I just purchased a Ford 3400 tractor. I had some issues with the wiring and found bare wires and dead ends so I decided to replace the entire wiring harness. This solved a couple of the problems I was having but now after the tractor has been running for a while it starts to backfire under load and will sometimes cut out. The coil is cool to the touch but I am thinking it may be the problem. It also seems to run better with the choke pulled out a ways. I am still convinced it is electrical rather than fuel but not 100% sure. 

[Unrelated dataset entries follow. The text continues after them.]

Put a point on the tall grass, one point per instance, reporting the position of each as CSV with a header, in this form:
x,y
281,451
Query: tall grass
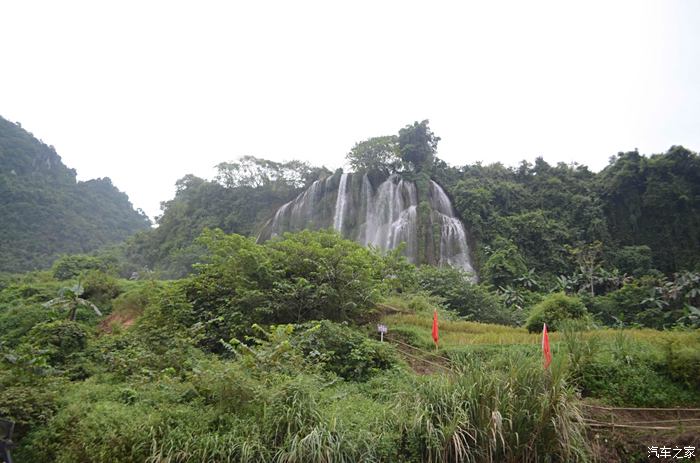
x,y
515,414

I also have a mystery wire running from my starter relay to the coil. I have no idea why it’s there and it isn’t on any wiring diagram I have seen for the tractor. It ties in with the coil wire coming from the key switch. When I un-hook it the tractor will still run but runs even rougher.

Any ideas?

Thanks!


----------



## Tom_Carr (Dec 24, 2012)

The choke is actually an enrichment device that changes the fuel/air mixture rather than cut off air supply like a coinventional choke lever. So the enrichment should be pulled out some to achieve the proper mixture when warmed up. It will rum rich whem pulled out and lean when pushed in.

I can't help with the wiring issue. I have some myself I trying to figure out.


----------



## sixbales (May 18, 2011)

You probably have a 6v coil. Most likely, the wire from the ignition switch to the coil was a resistor wire to reduce the voltage from 12v to 6v for the 6 volt coil. 

The wire from the solenoid to coil provides 12 volts to the 6v coil to give a hotter spark for STARTING only. Actually, it's a good idea. But it should be tied to the start/crank function only. If you are not cranking, it should have no affect, so if you are noting a difference, you've got a wiring problem. 

You may have burned the points. I would put the resistor wire back on it and replace the points (if they are burned). 

Hope this makes sense to you. Please feel free to ask questions


----------